Prado Restaurant review - Lisbon, Portugal
Exquisitely balanced, ingredient-led, farm to table food served with beguiling simplicity in a low-key, large and leafy restaurant has been causing a stir on one of Lisbon’s narrow, cobbled streets.
The concept for the menu and the design came from the building itself, an abandoned early 19th-century factory which made candied fruit, preserves and biscuits. Left derelict for 20 years, verdant vegetation had wrapped itself around the pulley system, hanging down from the high ceilings. From this, the idea of Prado – which translates as Meadow – was born, and local outfit Ark Studio designed an urban restaurant which brims with the feel of a pastoral paradise. Endless greenery hangs from the ceilings and cascades from the high window sills over white-washed walls which are trimmed with sage-green wooden shutters and wood panelling- also echoed in the napkins and uniforms.

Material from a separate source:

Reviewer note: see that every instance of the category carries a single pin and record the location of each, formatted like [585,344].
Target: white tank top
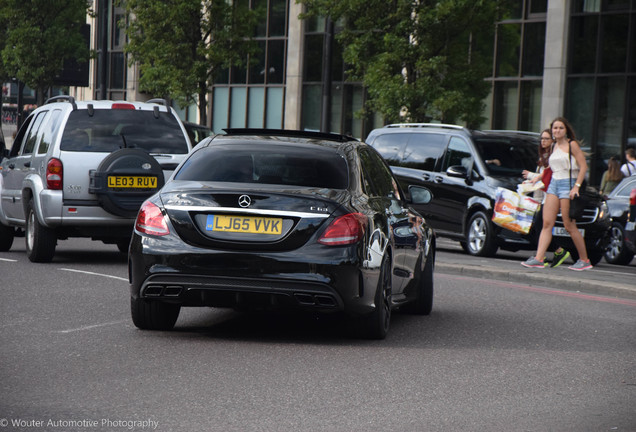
[560,164]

The seasonal food delivered by the young and very talented António Galapito celebrates Portugal’s bounty and dances off the plate from the very first taste of fresh goat’s butter with smoked salt and sea lettuce. Expect dishes like Minhota beef tartare, wrapped in grilled kale; or smoked Bluefin tuna belly, kumquat and bergamot mint; and don’t miss the sensational mushroom ice cream, pearl barley, dulse and caramel.